Yet when it arrived at Peterlee, officers took a further five minutes to remove his handcuffs and eight minutes before trying to revive him.
As part of his findings, Durham coroner Andrew Tweddle ruled the sergeant, police constable and special constable who failed to provide adequate first aid had a case to answer for gross misconduct.
Tracey said: “We have been told we can attend the hearing at Aykley Heads but we are not allowed to be there for the verdict.
“They are also only allocating us four places, even though we are quite a big family.
“Whatever happens to these officers will never be enough for us.
“Leonard is dead and nothing is going to change that.
“But we would like to see some kind of justice being done.
“We would also like to see the CCTV that was shown at the inquest released so that everyone can see for themselves what’s happened. People should be allowed to see what happened to Leonard and the way these officers behaved.”

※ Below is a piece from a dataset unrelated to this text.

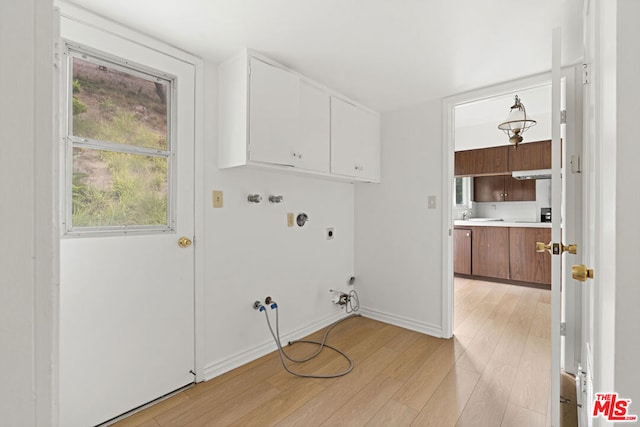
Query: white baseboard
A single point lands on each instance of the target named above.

The jury in the inquest heard Mr McCourt, who was also a grandfather, had died from a pre-existing heart condition and heart failure brought on by the stress and physical struggle in his arrest.
At the time, Durham Constabulary said lessons would be learned about the care of those under arrest.
The inquest jury returned a written narrative verdict outlining the circumstances of Mr McCourt’s death, and a short form verdict of misadventure. Durham Police said arrangements were in hand for the disciplinary hearing.